The May non-farm payrolls report was broadly as expected: printing at +175k (mkt 163k), with offsetting revisions worth a net 12k due to a 16k decrease in the April estimate (to 149k) and a 4k increase in the March estimate (to 142k). The unemployment rate ticked up 10bps to 7.6%, as the participation rate ticked up 10bps to 63.4%.
Everything is measured with noise, so it’s worth noting that the 3mma fell 52k to 155k: as the addition of a +175k in May did not make up for the monster +332k result in Feb falling out.
My judgement had been that the Fed would taper when NFP jobs growth was sustained above 200k for six months. We had three months of that to April, however we have dropped back a bit (to 194k) in May. Still, we are in the ball park, and revisions could easily get us back there.
The May estimate looks a little low. The prior 3m average suggests that we ought to be seeing slightly stronger employment growth. Perhaps this is the consequence of the sequestration — meaning that we would be enjoying payrolls jobs growth of ~200k/m if fiscal policy had not tightened so much in Q1.
The separate household survey reported employment growth of 319k (following +293k and -206k). It’s normal for this survey to be volatile: the 3m average (~135k) is around where you’d expect given the growth of non-farm payrolls.
As I noted above, the unemployment rate ticked up 10bps to 7.6% — which is in the bounds of unchanged (the BLS described it as ‘essentially unchanged’). I don’t think there’s much information in this development — the trend remains down.
The details of the report are fairly upbeat — at least for the service sector. Temporary help employment, which is often a lead on more permanent hiring, continues to pick up.
The work-week was as expected, at 34.5 hours — combined with the employment growth this was sufficient to lead to a significant boost to total hours worked.
Thanks to the combination of firm hours worked, and decent employment growth, we are finally closing the hours worked trend-line (not that it’s sure we’re going back there — see below).
Hourly earnings were weaker than expected (flat v. mkt 0.2%m/m) — however the medium term story is one of (finally) rising wage pressure.
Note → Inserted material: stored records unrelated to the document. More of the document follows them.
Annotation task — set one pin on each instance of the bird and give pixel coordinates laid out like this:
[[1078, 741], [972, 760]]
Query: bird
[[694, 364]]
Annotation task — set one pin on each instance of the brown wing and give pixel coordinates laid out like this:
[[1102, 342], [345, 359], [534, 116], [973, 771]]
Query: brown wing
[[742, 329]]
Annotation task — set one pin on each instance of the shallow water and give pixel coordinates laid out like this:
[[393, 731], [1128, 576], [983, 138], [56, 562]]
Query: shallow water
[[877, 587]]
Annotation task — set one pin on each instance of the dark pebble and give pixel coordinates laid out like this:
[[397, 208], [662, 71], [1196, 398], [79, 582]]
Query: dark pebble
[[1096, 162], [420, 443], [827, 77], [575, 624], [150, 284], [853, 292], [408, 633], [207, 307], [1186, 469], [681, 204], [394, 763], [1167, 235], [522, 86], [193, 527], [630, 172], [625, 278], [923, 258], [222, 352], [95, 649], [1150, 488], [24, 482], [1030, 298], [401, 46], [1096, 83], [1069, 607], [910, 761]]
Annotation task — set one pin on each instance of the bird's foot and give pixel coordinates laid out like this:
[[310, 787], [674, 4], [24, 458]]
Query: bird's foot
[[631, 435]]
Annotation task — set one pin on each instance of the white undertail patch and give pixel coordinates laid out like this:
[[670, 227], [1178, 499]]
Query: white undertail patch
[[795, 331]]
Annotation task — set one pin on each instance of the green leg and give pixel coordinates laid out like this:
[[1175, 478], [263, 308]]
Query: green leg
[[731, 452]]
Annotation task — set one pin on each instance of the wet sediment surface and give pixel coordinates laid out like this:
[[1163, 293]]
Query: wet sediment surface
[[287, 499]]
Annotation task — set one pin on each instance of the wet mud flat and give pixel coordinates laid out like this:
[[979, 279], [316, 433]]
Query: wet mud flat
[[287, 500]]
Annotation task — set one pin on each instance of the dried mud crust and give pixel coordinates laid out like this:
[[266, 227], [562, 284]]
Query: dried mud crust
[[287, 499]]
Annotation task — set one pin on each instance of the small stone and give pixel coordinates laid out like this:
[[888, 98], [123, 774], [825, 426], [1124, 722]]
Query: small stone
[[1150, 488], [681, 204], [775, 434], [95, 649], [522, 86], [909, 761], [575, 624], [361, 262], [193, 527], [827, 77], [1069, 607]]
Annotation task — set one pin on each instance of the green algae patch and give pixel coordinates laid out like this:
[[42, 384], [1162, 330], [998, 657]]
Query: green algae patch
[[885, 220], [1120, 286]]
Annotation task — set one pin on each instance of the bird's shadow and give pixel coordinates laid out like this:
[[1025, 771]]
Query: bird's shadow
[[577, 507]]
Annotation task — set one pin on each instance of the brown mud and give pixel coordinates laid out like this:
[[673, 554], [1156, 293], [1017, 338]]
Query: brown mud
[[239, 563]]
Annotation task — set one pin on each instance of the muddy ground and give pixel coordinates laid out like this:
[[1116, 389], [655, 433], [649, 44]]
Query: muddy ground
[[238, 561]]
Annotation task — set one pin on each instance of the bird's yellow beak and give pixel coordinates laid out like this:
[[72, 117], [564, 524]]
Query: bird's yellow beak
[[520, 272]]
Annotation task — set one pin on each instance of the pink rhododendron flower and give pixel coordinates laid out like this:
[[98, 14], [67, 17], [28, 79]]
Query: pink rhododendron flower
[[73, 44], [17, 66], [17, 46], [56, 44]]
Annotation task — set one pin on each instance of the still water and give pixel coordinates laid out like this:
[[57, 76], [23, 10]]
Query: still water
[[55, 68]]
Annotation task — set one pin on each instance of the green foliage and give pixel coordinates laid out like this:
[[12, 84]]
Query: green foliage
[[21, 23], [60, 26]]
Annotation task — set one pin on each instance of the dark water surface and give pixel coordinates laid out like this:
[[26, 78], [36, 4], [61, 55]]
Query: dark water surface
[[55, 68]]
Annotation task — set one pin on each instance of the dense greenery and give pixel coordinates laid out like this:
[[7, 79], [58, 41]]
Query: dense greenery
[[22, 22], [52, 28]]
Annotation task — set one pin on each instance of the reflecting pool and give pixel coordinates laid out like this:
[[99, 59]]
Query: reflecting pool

You are unlikely to have a sustained deflation problem with wages rising ~2%y/y — and my guess is that the above chart (or something like it) is the reason the Fed thinks the currently low core PCE numbers are temporary.
Of course, the total non-recovery of the employment to population ratio remains the key ‘problem’ with any upbeat story … this was unchanged at 58.6% in May (up only 40bps from the 58.2% cycle-low).
This non-recovery is due, in large measure, to the decline in the participation rate. I had been of the view that this was mostly cyclical, and that a true recovery would mean an increase to ~65% … however this judgement has been challenged by new Fed research.
The Chicago Fed’s latest economic letter argues that the decline of the participation rate is mostly demographic / structural. While ~65% would be appropriate now, the participation rate is trending down due to demographic factors.
As a result, they find that so-called trend jobs growth (jobs growth required to stabilise the unemployment rate) is falling — and is likely to be ~80k / month.
If this is the case, the US economy is presently growing well above trend and tightening cannot be far away. I’m not 100% convinced, however it at least explains why the conversation has turned to tapering.
In just the first 5 to 10 minutes after the jobs number, we had 1% swing in gold, 1% swing in S&P 500, 140 pip swing in USDJPY, and a 345 point swing in Nikkei futures. If I was at the fed right now, I would worry much more about financial stability over the PCE. If only talking about ‘tapering’ (a small reduction in the monthly *expansion* of the balance sheet some months away) produces this result, we better get ready for huge volatility when the balance sheet expansion actually stops!
good summary. Have a look at what Menzies Chin says at econbrowser . He is before you on Around the traps in US section.
What do you think?
I like MC in general, and am sympathetic to his (Lazear’s) view that it is more cyclical than structural. I guess MC gets to be more agnostic on this stuff … As a fed / market focused guy, i feel the need to understand the fed, and so gave greater weight to the possibility that the PR drop is structural.
Bill Evans’ Friday column in Bus Spec said that the Fed believes most of the fall in th US participation rate is cyclical, but gave no evidence: http://www.businessspectator.com.au/article/2013/6/7/interest-rates/weekend-economist-dollar-direction-determinant
Any thoughts?
they have been publishing on this a bit — i linked to a chicago fed paper in my non-farm payrolls note that makes basically this claim. other regional feds have done similar work.
Sorry I thought you said the Fed research is saying the decline is mostly structural. (I can’t look at the linked paper at the moment as I’m download constrained.)
sorry, that was all my mis-read … yep, the emerging consensus in the US is that the drop in participation is mostly STRUCTURAL …. not cyclical. I haven’t looked closely enough at the data to have a firm view. i guess the equity market bounce is putting retirement back in reach for some, which i suppose might explain the timing of the drop.